Introduction: Healthcare providers' anthropometric characteristics can adversely affect adult cardiopulmonary resuscitation (CPR) performance quality. However, their effects on infant CPR are unknown. We aimed to determine any relationships between healthcare provider characteristics (anthropomorphic, demographics, training, occupational data) and simulated infant CPR performance at multiple international sites. Our secondary aim was to examine provider's CPR performance degradation.
Methods: Providers from 4 international hospitals performed 2 minutes of single-rescuer simulated infant CPR using 2015 American Heart Association Basic Life Support criteria with guidance from a real-time visual performance feedback device. Providers' characteristics were collected, and the simulator collected compression and ventilation data. Multivariate analyses examined the entire 2 minutes and performance degradation.

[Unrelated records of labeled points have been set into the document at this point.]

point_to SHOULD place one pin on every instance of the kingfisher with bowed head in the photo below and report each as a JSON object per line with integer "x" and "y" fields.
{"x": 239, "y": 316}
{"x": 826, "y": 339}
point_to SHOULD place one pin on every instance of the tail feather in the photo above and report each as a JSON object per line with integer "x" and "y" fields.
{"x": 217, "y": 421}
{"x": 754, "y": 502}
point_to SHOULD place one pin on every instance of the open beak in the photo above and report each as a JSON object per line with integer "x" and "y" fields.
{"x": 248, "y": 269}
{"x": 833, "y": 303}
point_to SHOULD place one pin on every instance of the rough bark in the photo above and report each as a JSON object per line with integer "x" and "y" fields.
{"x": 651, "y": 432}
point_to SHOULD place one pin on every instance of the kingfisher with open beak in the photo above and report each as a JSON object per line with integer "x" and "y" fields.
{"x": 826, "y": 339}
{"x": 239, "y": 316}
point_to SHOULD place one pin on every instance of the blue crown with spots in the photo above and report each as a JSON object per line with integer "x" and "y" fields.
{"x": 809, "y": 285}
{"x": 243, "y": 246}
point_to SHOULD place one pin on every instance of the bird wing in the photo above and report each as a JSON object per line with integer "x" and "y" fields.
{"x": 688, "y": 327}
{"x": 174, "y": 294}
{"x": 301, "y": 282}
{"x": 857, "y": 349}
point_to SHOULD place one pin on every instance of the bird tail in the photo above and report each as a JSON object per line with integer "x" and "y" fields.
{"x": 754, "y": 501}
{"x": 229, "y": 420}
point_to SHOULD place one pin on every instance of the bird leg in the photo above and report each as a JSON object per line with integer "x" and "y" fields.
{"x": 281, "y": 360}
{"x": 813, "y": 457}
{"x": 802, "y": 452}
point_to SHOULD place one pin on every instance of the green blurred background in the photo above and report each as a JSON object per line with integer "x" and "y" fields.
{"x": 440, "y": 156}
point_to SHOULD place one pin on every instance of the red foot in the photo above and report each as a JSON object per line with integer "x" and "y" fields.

Results: Data from 127 participants were analyzed. Although median values for all compression variables (depth, rate, lean) and ventilation volume were within guideline target ranges, when looking at individuals, only 52% chest compressions and 20% ventilations adhered to the American Heart Association guidelines. Age was found to be independently associated with ventilation volume (direct-relationship), and height was associated with chest compression lean (shorter participant-deeper lean). No significant differences were noted based on sex or body mass index. Neonatal intensive care unit participants were noted to perform shallower chest compressions (P < 0.001). Overall, there was minimal evidence of performance degradation over 2 minutes.
Conclusions: Isolated provider characteristics were noted among a diverse cohort of healthcare providers that may affect the CPR quality on a simulated infant. Understanding the relationships between provider characteristics and CPR quality could inform future infant CPR guidelines customized for the provider and not just the patient.